Huh? The American war economy was an *austerity* economy. There was no civilian auto production or housing construction for the duration. There were severe housing shortages, and riots over housing shortages. Strikes were virtually banned. Millions of soldiers lived in barracks, tents or foxholes, on rations. So yeah, there were drastic trade-offs between guns and butter (which was rationed for civilians).

It’s true that there were no new cars produced during the war, and very little new housing.1 But this doesn’t tell us what happened to civilian output in general. For most of the war, wartime planning involved centralized allocation of a handful of key resources — steel, aluminum, rubber — that were the most important constraints on military production. This obviously ruled out making cars, but most civilian production wasn’t directly affected by wartime controls. 2 If we want to look at what happened to civilian production overall, we have to look at aggregate measures.

The most comprehensive discussions of this I’ve seen are in various pieces by Hugh Rockoff.3 Here’s the BEA data on real (inflation-adjusted) civilian and military production, as he presents it:

Guns and Ice Cream
Civilian and military production in constant dollars. Source: H. Rockoff, ‘The United States: from ploughshares into swords’ in M. Harrison, ed, The Economics of World War II

As you can see, civilian and military production rose together in 1941, but civilian production fell in 1942, once the US was officially at war. So there does seem to be some crowding out. But looking at the big picture, I think my claim is defensible. From 1939 to its peak in 1944, annual military production increased by 80 percent of prewar GDP. The fall in real civilian production over this period was less than 4 percent of prewar GDP. So essentially none of the increase in military output came at the expense of civilian output; it was all additional to it. And civilian production began rising again before the end of the war; by 1945 it was well above 1939 levels.

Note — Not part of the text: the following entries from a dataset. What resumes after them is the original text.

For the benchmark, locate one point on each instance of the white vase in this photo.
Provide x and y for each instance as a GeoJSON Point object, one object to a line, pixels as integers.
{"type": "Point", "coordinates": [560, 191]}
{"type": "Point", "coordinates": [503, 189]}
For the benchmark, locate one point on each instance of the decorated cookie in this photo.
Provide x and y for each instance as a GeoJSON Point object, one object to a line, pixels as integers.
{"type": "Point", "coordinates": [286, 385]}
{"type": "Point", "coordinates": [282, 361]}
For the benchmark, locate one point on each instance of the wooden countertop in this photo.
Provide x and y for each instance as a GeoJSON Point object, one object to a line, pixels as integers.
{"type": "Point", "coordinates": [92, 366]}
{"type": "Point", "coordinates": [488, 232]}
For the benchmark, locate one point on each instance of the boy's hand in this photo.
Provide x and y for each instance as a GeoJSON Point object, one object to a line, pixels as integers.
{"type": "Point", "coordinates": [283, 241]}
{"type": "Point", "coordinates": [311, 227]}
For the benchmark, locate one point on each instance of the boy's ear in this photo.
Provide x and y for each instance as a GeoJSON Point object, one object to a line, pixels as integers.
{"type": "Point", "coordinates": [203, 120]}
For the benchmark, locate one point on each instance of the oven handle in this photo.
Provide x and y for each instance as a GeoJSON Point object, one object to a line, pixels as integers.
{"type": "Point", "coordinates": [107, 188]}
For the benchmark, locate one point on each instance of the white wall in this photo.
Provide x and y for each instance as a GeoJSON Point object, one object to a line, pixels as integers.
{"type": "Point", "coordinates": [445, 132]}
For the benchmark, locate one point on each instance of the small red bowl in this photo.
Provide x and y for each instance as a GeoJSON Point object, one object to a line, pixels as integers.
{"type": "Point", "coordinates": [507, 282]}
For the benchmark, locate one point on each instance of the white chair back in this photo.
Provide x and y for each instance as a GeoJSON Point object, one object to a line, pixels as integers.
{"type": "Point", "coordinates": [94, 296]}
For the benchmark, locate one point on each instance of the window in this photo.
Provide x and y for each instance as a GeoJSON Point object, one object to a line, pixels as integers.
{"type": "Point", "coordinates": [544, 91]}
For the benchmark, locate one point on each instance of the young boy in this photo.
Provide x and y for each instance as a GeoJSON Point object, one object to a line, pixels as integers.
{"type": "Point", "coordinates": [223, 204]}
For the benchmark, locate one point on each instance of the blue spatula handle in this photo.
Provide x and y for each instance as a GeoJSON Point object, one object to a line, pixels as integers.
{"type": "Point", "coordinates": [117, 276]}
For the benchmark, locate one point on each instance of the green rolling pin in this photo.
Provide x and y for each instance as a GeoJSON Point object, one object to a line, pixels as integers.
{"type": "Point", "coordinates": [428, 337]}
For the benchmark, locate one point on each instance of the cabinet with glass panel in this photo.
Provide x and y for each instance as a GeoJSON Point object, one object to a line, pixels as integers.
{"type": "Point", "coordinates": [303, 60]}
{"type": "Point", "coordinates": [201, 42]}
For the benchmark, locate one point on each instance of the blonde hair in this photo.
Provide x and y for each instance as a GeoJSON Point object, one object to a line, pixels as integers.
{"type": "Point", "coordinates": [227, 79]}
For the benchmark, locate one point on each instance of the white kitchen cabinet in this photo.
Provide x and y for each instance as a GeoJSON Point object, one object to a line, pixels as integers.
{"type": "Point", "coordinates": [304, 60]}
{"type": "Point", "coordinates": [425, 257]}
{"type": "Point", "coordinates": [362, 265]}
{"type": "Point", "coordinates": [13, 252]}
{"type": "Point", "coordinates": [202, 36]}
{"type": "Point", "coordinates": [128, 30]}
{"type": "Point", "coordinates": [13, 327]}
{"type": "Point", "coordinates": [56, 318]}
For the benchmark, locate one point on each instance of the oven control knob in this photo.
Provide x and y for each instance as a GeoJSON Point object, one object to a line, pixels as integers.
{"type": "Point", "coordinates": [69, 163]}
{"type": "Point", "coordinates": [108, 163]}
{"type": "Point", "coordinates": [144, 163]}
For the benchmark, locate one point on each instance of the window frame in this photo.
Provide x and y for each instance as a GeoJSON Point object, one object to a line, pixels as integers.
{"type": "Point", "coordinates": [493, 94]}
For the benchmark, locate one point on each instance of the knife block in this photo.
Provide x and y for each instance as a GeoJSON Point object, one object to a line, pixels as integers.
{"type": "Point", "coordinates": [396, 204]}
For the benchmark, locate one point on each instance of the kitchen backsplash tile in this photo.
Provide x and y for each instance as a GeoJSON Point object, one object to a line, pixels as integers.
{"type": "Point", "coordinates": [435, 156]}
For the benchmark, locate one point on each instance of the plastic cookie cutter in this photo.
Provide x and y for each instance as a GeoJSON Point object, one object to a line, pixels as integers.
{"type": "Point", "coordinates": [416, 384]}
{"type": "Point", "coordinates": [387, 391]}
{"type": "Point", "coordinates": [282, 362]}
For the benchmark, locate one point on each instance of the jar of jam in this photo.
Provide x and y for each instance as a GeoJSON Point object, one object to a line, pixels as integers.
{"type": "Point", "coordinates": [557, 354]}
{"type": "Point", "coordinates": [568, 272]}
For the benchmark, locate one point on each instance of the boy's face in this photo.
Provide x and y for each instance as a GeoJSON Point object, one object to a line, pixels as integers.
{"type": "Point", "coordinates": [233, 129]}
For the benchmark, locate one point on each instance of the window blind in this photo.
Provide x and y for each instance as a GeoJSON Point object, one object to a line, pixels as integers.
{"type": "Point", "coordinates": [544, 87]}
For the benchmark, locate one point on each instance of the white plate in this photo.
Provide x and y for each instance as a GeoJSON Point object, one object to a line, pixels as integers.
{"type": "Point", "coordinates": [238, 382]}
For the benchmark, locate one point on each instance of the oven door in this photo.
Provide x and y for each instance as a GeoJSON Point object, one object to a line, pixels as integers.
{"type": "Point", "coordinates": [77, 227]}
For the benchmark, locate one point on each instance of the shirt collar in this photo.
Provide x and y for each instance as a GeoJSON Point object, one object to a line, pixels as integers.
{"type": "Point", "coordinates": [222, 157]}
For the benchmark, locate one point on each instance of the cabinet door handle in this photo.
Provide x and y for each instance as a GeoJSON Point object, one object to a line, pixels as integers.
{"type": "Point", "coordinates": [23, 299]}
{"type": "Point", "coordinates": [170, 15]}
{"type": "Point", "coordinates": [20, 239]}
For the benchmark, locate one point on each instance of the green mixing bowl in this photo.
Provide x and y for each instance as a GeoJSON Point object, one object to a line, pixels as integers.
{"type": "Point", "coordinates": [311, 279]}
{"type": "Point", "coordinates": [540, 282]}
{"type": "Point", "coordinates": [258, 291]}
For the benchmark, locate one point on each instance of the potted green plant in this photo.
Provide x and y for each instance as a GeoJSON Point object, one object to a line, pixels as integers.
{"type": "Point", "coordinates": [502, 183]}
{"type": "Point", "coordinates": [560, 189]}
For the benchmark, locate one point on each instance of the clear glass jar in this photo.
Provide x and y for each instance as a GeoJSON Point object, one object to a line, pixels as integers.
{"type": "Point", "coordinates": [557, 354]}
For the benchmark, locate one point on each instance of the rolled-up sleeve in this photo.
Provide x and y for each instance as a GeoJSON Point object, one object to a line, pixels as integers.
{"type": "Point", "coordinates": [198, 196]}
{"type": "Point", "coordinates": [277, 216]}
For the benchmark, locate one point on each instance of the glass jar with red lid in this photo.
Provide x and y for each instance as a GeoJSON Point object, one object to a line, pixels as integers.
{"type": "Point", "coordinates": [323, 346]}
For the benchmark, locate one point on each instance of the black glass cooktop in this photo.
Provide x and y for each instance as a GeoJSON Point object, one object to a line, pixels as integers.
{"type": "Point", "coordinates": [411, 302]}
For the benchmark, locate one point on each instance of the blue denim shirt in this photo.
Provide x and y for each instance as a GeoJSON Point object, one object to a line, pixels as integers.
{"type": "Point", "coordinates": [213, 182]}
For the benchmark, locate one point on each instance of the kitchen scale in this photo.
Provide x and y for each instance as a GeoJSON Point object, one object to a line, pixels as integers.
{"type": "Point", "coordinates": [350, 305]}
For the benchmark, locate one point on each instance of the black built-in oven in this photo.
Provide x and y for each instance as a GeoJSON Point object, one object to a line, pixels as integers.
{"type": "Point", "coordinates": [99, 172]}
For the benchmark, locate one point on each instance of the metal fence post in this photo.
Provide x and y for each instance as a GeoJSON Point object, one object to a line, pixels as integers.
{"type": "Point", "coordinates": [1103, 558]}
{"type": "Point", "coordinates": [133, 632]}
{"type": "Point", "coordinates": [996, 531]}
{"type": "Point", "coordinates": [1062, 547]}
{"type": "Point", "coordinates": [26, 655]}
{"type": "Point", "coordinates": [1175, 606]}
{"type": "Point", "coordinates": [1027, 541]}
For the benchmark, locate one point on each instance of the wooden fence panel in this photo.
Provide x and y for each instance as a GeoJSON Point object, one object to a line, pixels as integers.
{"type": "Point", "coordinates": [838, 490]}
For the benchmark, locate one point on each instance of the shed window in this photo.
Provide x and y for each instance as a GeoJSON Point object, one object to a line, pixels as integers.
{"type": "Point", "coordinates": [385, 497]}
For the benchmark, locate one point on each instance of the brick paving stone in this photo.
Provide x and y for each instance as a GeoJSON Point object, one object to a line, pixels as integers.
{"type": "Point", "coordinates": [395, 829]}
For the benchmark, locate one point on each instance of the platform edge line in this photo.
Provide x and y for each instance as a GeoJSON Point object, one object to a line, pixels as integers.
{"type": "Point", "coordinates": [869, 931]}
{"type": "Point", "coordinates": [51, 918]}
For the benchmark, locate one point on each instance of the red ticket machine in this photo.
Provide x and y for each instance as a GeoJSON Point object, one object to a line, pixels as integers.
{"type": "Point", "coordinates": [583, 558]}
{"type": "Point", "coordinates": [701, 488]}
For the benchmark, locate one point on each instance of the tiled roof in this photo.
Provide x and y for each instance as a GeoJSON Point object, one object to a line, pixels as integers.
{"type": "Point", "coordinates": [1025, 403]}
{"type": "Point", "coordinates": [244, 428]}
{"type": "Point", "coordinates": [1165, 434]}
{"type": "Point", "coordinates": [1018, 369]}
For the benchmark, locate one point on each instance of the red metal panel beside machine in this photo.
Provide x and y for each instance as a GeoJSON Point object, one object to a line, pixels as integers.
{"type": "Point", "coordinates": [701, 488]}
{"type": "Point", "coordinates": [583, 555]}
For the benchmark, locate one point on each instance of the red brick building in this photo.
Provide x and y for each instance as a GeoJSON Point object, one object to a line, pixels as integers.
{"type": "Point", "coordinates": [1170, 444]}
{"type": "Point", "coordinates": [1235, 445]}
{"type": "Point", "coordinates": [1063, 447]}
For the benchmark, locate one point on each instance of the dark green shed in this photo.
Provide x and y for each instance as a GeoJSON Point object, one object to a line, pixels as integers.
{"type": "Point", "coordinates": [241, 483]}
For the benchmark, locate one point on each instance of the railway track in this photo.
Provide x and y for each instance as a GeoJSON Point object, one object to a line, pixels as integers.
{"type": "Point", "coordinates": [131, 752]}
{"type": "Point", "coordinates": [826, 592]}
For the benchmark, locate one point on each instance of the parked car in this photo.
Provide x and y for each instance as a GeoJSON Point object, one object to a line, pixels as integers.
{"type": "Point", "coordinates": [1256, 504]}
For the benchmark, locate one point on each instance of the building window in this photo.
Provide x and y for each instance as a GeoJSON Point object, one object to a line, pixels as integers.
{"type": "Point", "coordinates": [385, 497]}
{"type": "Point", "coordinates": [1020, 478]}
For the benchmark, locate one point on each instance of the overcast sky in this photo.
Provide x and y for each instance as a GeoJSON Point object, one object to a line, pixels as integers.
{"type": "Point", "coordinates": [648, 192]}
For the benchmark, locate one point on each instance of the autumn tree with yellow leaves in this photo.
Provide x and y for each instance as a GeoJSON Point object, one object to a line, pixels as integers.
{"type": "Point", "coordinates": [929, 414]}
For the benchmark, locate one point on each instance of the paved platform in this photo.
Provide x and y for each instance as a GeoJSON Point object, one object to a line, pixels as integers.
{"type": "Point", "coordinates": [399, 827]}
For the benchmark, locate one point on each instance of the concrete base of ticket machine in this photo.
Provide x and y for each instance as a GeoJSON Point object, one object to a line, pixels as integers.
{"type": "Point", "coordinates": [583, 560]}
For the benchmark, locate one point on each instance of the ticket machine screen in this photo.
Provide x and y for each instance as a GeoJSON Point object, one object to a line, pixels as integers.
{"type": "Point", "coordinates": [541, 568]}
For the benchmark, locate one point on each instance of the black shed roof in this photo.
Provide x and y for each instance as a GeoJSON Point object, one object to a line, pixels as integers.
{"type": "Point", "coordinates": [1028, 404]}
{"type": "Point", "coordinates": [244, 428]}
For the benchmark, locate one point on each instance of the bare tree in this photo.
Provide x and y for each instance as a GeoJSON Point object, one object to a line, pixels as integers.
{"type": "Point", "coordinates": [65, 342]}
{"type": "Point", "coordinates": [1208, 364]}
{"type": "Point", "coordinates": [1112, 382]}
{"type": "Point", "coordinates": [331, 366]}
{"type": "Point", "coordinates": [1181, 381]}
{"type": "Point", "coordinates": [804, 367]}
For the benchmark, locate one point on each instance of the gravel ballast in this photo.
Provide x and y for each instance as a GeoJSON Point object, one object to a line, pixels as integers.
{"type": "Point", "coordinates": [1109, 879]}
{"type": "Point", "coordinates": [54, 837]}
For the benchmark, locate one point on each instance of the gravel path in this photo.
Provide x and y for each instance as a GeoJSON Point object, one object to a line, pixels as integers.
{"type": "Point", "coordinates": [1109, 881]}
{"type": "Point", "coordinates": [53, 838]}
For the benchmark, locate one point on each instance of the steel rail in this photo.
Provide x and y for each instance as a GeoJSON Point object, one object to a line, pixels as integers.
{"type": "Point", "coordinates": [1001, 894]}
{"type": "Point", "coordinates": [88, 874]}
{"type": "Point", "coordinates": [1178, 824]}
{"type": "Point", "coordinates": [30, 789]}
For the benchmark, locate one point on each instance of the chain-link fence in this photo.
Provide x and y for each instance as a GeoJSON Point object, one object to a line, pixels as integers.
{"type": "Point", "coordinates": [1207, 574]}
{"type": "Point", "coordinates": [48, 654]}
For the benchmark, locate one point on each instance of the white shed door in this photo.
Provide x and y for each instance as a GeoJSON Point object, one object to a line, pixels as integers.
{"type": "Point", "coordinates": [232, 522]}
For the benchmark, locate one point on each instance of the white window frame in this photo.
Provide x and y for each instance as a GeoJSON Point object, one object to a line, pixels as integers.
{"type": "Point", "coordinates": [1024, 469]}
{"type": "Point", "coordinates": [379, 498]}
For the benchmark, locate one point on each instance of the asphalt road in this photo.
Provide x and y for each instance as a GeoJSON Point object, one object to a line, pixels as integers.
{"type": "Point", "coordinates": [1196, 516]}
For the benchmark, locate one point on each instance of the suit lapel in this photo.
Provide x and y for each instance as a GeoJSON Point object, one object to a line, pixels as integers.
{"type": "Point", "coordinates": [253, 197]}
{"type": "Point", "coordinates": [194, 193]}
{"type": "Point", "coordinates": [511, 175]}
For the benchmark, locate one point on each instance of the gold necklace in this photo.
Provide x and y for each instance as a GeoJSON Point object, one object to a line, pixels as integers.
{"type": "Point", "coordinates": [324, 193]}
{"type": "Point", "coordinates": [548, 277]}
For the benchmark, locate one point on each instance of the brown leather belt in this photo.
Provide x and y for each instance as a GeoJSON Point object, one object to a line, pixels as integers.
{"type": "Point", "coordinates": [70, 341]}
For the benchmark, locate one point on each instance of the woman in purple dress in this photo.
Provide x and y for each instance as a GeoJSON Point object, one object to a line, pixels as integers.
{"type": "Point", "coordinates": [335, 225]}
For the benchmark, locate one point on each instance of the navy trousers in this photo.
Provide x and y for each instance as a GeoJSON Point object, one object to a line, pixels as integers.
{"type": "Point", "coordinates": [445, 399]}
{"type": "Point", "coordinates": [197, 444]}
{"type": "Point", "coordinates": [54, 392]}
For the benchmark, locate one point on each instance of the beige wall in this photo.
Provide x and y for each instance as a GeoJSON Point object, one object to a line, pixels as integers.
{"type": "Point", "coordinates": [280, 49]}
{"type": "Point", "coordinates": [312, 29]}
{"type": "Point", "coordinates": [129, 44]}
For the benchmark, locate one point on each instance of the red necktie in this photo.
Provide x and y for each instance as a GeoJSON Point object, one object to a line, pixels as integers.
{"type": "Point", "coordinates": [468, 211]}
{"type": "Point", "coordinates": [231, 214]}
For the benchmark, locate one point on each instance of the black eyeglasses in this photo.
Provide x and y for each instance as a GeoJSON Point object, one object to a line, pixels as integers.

Production is not the same as living standards. As it happens, civilian investment fell steeply during the war — in 1943-44, it was only about one third its prewar level. If we look at civilian consumption rather than output, we see a steady rise during the war. By the official numbers, real per-capita civilian consumption was 5 percent higher in 1944 – the peak of war production — than it had been in 1940. Rockoff believes that, although the BLS did try to correct for the distortions created by rationing and price controls, the official numbers still understate the inflation facing civilians. But even his preferred estimate shows a modest increase in per-capita civilian consumption over this period.

We can avoid the problems of aggregation if we look at physical quantities of particular goods. For example, shoes were rationed, but civilians nonetheless bought about 5 percent more shoes annually in 1942-1944 than they had in 1941. Civilian meat consumption increased by about 10 percent, from 142 pounds of meat per person in 1940 to 154 pounds per person in 1944. As it happens, butter seems to be one of the few categories of food where consumption declined during the war. Here’s Rockoff’s discussion:

Consumption of edible fats, particularly butter, was down somewhat during the war. Thus in a strict sense the United States did not have guns and butter. The reasons are not clear, but the long-term decline in butter consumption probably played a role. Ice cream consumption, which had been rising for a long time, continued to rise. Thus, the United States did have guns and ice cream. The decline in edible fat consumption was a major concern, and the meat rationing system was designed to provide each family with an adequate fat ration. The concern about fats aside, [civilian] food production held up well.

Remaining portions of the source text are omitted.